Les Glycines était le nom écrit en fer forgé sur le portail de l’autre maison. Elle était située à l'entrée du village, de l’autre côté de la route principale qui court au fond de la vallée. Elle avait un air beaucoup moins mystérieux. On pouvait deviner qu’elle avait servi d’auberge, ou peut-être de résidence pour personnes âgées. D’auberge d’abord, dans les années 60 où les séjours à la montagne attiraient les touristes, puis de résidence pour les personnes âgées quand il avait été admis que seuls des vieillards pouvaient avoir envie de profiter du soleil d’hiver loin des pistes de ski. Elle était blanche, mais d’un blanc défraîchi, précédée d’un jardin laissé à l’abandon, avec encore, devant la façade, des tables et des fauteuils métalliques qui prenaient le soleil et la pluie sur un sol de gravier. On ne pouvait la voir que de loin car le jardin était fermé par des grilles. Et cette maison, à la différence de celle des fantômes, ne nous faisait pas rêver. Elle ne nous donnait aucune envie de l’habiter, ni même de passer la grille pour nous en approcher, non pas qu’elle nous fît peur, mais je crois que nous trouvions dans son aspect quelque chose de malsain. Le propriétaire de l’auberge avait voulu la transformer en résidence pour personnes âgées, mais là encore ses espoirs avaient été déçus, la clientèle était trop rare, le bâtiment était trop vaste, mal protégé des courants d'air, trop coûteux à entretenir, si bien qu’il avait dû mettre la clé sous la porte. Et comme il s'était endetté au-delà du raisonnable, il avait fini par se pendre. On avait fini par le trouver pendu dans les combles, une chaise en paille basculée sous ses pieds. Raison pour laquelle personne depuis lors n’avait voulu y habiter.

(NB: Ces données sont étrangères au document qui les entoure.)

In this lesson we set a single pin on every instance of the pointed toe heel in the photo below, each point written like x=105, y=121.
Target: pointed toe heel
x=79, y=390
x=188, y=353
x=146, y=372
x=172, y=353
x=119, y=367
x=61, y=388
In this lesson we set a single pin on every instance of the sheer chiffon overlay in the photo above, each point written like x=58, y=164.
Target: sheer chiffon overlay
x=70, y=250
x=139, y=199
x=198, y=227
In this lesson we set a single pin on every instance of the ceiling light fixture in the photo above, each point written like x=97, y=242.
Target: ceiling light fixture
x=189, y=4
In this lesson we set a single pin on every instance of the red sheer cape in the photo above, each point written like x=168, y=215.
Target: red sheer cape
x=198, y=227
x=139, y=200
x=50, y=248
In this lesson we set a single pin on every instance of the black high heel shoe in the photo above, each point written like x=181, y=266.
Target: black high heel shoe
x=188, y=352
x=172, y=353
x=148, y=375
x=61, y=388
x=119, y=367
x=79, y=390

— Si ce n’est pas cela, me disait Louise, quand nos enfants couraient devant nous, qu’ils nous laissaient le loisir d’échanger trois paroles, tu veux me dire pourquoi, depuis le temps, personne n’a voulu l’acheter pour en faire quelque chose? Les gens d’ici doivent bien le savoir.” À quoi je ne savais que répondre.

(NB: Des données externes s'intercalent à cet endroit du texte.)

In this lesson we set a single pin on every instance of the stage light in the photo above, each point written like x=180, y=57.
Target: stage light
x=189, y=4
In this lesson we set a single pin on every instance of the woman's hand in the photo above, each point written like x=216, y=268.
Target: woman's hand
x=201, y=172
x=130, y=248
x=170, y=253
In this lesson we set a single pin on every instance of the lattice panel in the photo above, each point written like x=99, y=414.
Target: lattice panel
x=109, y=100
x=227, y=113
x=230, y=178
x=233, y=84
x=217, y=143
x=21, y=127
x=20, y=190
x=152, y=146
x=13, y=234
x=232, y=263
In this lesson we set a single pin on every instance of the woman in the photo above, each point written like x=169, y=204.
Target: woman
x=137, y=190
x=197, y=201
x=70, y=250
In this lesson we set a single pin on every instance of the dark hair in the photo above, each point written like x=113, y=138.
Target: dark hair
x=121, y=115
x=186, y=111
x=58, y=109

Et cette nuit-là, quand j’ai rêvé, c'était des deux maisons. Et je rêvais encore quand l'idée m’est venue à l’esprit que le quintuple assassinat commis par Jean-François Heubert (ou le sextuple, si on comptait le chien) l’avait été à Colmars-les-Alpes et nulle part ailleurs. Je le savais, je l’avais su depuis les premières annonces, et comment avais-je pu l’oublier, et pourquoi? Et aussitôt je me suis levé. Il était deux heures et demie du matin. Je me suis assis sur mon fauteuil de rotin, devant mon ordinateur, et j’ai allumé l'écran. Et il ne m’a pas fallu longtemps pour vérifier que oui, le drame avait bien eu lieu dans ce village perdu dans une vallée des Alpes où nous avions nos habitudes. Et comme si cela ne suffisait pas, il a fallu que je cherche et que je trouve une photo qui montrait la maison maudite où les cadavres avaient été découverts. Et là encore, le rêve ne m’avait pas trompé. C'était celle des Glycines.